Intravascular ultrasound is a helpful adjunct in scenarios in which CTA findings are equivocal because it provides cross-sectional images of the vessel wall and adjoining tissues at high resolution [9]. Angiography may not reveal any abnormality in approximately 50% of patients, and intravascular ultrasound may help reach a proper diagnosis [7].

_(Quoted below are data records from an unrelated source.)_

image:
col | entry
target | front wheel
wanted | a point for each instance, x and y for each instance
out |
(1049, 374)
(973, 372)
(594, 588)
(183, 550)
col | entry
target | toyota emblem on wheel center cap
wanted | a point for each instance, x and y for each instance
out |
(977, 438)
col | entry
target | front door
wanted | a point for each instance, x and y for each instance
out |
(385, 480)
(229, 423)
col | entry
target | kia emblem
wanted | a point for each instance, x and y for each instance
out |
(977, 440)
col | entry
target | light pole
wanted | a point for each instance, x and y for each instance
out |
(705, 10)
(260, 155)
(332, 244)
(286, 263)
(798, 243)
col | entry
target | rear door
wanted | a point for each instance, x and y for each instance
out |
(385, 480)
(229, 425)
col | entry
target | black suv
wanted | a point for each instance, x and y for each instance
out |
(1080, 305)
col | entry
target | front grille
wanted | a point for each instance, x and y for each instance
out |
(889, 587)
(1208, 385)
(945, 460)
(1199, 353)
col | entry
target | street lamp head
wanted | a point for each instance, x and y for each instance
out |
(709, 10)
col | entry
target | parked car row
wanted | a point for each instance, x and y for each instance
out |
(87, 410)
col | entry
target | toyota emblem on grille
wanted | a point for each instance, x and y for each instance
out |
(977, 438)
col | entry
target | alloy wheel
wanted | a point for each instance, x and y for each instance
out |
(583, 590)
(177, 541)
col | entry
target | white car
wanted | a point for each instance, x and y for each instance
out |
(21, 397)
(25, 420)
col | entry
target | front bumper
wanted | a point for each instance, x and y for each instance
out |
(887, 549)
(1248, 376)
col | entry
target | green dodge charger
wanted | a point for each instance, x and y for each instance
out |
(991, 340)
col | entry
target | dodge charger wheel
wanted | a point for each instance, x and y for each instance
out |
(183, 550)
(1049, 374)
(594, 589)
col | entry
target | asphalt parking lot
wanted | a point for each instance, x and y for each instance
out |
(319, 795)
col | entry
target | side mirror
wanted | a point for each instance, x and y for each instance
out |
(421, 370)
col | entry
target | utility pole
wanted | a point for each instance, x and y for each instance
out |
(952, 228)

The importance of classifying injuries lies in identifying features that point to a poor prognosis, underlining the importance of correct use of MDCT signs. Various classification systems have been used in recent years to define the severity of ATAI, the most widely used of which is Society of Vascular Surgery (SVS) classification [27].
Direct signs of ATAI detected on MDCT can be classified according to SVS as grade 1 (intimal flap), grade 2 (intramural hematoma), grade 3 (pseudoaneurysm), and grade 4 (rupture), based on anatomical layers of the aortic wall [28].
The Harborview classification simplifies the SVS grading criteria of ATAI into minimal, moderate, and severe categories, on the basis of differences in treatment among these three categories (Table 2) [29].
Minimal aortic injury (MAI) includes SVS grade 1 and 2 injuries, with no external contour abnormality and an intimal tear, intraluminal or intramural thrombus, or both, <1 cm in size, with no to minimal mediastinal hematoma [29,30]. These injuries are associated with a good prognosis and should be considered for nonoperative management with close follow-up as they are known to heal spontaneously [23]. Approximately one-third of MDCT-diagnosed blunt ATAIs are of a minimal grade [9,18].
Moderate aortic injuries include larger intimal tears, larger intraluminal and intramural thrombus (>10 mm) or a pseudoaneurysm [29]. An intimal flap or thrombus >1 cm in size is important in differentiating minimal from moderate aortic injuries as half of intimal flaps >1 cm are known to progress to a higher injury grade within 8 weeks, at which point they will require repair [9,17]. Endovascular repair or surgery is standard for definitive treatment in this category of patients and its timing depends on the hemodynamic stability of the patient [31]. Severe aortic injuries include active-contrast extravasation or a left subclavian artery hematoma >15 mm and should be repaired immediately [29].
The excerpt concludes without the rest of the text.